Ancient agriculture leaves behind a hidden record in the form of microscopic silica “skeletons” called phytoliths. These tiny fragments are key to understanding how early civilisations grew food, but identifying them under a microscope is an incredibly slow task, requiring years of specialised training.
While modern Artificial Intelligence (AI) can now automate this process in seconds, a major scientific hurdle remained: these systems often act as a “black box” (see image 1). Without knowing how the computer reaches its conclusions, scientists cannot fully trust if the results are based on real botanical evidence. To understand why this transparency is vital, consider the “cat vs. dog” problem (see image 2): a poorly trained AI might correctly identify pets only because it recognizes the grass in the background of dog photos rather than the animals themselves.
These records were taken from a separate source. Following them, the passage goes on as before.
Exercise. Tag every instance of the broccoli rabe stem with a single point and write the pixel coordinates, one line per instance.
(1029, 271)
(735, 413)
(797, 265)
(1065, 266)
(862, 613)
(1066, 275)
Our research successfully “opened the box” using a visual tool, called Guided Grad-CAM, to map exactly which features the AI focuses on when classifying ancient crops. We discovered that the algorithm independently learned to recognise the same complex wave patterns and surface bumps (papillae) (see Image 3) that human experts use to distinguish between ancient wheat, barley, and oat. In 91% of cases, the AI’s primary decision-maker was the genuine biological wave pattern of the plant.
By making AI “explainable”, we are setting a new gold standard for computational archaeology. This ensures that the digital tools used to reconstruct human history are as reliable.